Redefining SOTA

However, a SOTA score in today’s context accomplishes neither of those goals. Because of the way many benchmark datasets are constructed, a high test score (even surpassing human performance) is unlikely to mean that the model is ready for real-world deployment or that the task is “solved.” Furthermore, the ability of neural methods to predictably improve performance with scale means that a single SOTA score is not enough information to decide whether one neural method is better than another.

I think redefining SOTA can be more generally reframed as redefining benchmarking, and most likely some model can be SOTA in many tasks and areas but unlikely all around.

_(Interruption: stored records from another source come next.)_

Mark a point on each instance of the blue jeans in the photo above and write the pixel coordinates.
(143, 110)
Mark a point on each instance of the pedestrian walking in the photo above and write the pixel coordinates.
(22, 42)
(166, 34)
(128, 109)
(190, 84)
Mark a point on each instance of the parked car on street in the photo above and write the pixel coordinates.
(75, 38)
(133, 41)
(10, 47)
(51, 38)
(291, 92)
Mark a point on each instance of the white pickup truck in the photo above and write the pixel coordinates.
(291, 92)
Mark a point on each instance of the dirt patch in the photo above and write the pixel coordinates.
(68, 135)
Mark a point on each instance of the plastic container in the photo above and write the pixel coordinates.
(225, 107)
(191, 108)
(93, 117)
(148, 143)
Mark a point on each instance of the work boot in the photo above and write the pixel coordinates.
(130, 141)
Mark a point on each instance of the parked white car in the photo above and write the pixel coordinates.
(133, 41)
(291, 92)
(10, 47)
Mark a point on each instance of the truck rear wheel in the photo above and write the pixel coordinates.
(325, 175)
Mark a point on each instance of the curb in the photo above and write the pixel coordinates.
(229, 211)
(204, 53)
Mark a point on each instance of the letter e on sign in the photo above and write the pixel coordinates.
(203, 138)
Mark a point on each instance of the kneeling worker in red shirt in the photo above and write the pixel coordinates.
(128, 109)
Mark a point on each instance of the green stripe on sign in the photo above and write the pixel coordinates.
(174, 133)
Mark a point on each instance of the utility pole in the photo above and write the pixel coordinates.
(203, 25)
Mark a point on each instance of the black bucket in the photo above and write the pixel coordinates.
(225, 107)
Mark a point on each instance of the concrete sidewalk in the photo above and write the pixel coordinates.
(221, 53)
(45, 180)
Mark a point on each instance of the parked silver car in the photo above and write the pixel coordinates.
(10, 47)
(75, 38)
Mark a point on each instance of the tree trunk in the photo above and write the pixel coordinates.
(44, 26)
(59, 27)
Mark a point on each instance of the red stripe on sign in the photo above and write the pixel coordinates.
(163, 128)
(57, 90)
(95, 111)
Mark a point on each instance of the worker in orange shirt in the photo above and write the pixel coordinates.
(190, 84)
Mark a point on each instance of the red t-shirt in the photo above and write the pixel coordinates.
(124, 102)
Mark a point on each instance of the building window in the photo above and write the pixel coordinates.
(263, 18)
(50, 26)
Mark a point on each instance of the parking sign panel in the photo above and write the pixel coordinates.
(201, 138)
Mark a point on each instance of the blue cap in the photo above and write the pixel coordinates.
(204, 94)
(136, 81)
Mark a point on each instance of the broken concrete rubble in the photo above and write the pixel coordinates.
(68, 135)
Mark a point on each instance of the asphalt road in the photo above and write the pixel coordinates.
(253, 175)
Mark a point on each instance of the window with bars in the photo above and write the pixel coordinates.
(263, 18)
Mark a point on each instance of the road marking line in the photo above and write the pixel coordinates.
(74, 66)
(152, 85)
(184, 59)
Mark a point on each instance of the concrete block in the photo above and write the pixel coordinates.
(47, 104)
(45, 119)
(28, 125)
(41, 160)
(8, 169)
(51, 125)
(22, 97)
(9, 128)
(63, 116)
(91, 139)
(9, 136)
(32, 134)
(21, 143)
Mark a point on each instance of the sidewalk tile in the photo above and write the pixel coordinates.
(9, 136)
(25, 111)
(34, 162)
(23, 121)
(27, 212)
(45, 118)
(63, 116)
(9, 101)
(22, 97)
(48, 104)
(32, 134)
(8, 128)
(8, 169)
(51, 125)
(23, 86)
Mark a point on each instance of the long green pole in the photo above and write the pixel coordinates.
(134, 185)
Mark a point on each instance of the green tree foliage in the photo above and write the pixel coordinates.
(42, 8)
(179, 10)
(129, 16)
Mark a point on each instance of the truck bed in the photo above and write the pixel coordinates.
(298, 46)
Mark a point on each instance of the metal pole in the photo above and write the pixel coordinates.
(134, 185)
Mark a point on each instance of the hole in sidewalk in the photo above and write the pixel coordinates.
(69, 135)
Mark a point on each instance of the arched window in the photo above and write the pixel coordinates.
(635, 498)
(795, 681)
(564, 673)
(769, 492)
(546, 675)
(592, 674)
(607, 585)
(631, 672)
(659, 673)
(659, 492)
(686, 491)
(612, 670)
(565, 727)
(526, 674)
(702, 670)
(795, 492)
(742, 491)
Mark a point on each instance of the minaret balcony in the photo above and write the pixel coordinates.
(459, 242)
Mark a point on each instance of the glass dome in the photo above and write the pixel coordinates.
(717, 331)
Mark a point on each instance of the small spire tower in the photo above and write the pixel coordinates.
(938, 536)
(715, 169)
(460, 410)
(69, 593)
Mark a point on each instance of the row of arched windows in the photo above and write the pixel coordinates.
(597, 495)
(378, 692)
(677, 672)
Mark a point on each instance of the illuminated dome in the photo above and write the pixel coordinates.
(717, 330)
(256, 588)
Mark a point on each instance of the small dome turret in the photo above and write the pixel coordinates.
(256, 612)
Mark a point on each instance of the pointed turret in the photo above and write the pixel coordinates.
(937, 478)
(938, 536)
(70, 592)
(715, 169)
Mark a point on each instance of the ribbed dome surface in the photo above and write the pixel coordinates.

Having human-level performance on a dataset with specific evaluation metrics never means we achieve general AI. To me, it is a statement on how the community collaborative decides in what direction and area we need to improve our models (aka. Selection Bias from [[The Benchmark Lottery]])

Any paper proposing a new “SOTA” neural method needs to report not just the data / compute used to achieve SOTA, but the score achieved at several at several points of data/compute. The slope of the curve should be better than all other known methods. SOTA scaling is the objective, not SOTA scores.

Interesting idea, SOTA scaling. Similarly, model performance metrics in other areas are also drawing more and more attention like the [[Dynaboard An Evaluation-As-A-Service Platform for Holistic Next-Generation Benchmarking|Dynascore]].